Python SDK
Python applications point an OpenAI-compatible client at Keeptrusts. The gateway owns the upstream provider credential and enforces the agent-bound policy config.
Prerequisites
- Python 3.9 or later.
- The
ktCLI. - A Keeptrusts runtime API token for the gateway and a separate gateway key, access key, or personal API token for the application.
- An upstream model ID and credential from the provider you configure.
Configure and start the gateway
Replace the model placeholder before starting the gateway.
pack:
name: python-sdk-integration
version: 1.0.0
enabled: true
policies:
chain:
- prompt-injection
- pii-detector
- audit-logger
providers:
targets:
- id: openai-primary
provider: openai
model: "replace-with-openai-model-id"
base_url: https://api.openai.com
secret_key_ref:
env: KEEPTRUSTS_OPENAI_API_KEY
export KEEPTRUSTS_API_TOKEN="replace-with-keeptrusts-api-token"

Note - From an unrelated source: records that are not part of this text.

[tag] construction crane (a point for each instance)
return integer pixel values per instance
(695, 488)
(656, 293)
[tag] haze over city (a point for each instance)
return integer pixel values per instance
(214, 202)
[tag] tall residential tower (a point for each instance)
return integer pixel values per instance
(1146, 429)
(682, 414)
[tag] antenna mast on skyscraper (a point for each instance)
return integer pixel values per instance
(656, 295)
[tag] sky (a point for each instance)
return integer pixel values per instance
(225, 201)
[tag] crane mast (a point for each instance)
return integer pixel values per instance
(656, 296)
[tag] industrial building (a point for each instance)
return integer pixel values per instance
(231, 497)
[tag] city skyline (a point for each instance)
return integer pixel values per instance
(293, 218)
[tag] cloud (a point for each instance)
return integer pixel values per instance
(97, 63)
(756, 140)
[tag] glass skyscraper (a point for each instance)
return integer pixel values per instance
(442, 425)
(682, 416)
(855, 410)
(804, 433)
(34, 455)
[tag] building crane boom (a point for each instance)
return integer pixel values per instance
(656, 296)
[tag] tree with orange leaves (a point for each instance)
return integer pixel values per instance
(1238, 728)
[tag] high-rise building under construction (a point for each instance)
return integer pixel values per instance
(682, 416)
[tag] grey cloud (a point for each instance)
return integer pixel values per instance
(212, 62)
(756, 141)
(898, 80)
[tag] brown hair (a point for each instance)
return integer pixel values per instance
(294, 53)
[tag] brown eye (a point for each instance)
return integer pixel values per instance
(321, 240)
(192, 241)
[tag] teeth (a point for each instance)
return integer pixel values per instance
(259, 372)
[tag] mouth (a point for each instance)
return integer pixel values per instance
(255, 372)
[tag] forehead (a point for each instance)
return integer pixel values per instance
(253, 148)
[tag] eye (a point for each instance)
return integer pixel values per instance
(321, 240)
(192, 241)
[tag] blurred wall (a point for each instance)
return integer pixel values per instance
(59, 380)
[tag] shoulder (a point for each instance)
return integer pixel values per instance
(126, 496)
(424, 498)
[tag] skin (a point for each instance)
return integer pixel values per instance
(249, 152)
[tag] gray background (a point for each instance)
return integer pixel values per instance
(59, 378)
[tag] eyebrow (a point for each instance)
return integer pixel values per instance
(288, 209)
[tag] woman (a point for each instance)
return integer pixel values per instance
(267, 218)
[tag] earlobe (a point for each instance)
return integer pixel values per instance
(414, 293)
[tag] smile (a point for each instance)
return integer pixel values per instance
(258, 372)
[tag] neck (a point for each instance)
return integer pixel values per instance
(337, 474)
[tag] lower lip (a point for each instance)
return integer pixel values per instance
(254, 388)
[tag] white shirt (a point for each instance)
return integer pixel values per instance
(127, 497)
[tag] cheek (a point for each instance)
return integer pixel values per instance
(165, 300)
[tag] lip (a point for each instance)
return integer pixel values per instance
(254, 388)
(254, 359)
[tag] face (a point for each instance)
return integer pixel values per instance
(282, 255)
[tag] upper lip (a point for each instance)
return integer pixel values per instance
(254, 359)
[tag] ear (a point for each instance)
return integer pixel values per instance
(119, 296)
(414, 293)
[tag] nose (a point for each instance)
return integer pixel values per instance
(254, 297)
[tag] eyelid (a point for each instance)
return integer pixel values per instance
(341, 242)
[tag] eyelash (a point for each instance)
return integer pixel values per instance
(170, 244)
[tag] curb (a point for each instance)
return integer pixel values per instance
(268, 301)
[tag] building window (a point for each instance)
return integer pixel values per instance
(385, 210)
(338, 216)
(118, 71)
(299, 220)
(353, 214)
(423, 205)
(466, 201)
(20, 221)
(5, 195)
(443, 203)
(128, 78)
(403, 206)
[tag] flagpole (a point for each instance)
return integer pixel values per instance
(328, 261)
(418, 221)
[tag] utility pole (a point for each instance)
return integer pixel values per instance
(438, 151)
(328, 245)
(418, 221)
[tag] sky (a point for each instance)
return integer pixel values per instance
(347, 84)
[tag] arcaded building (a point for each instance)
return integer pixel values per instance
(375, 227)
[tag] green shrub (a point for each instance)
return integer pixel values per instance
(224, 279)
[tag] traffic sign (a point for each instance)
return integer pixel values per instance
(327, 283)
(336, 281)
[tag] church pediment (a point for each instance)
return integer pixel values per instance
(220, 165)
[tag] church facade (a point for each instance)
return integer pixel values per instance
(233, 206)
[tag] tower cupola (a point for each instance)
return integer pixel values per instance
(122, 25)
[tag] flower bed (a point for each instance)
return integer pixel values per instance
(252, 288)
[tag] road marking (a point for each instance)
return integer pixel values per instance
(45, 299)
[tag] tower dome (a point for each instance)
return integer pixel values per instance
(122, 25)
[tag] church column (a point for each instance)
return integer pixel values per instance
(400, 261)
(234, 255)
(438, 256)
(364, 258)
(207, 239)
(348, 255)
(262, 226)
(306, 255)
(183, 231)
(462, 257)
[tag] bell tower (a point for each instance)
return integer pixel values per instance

export KEEPTRUSTS_OPENAI_API_KEY="replace-with-openai-api-key"
kt policy lint --file policy-config.yaml
kt gateway run \
--agent python-sdk-integration \
--listen 127.0.0.1:41002 \
--policy-config policy-config.yaml
The --agent flag is required with --policy-config and uses KEEPTRUSTS_API_TOKEN to synchronize the agent-bound configuration. Do not reuse that runtime token as the application credential.
OpenAI SDK
Install the official client:
python -m pip install openai
export KEEPTRUSTS_CLIENT_TOKEN="replace-with-separate-client-token"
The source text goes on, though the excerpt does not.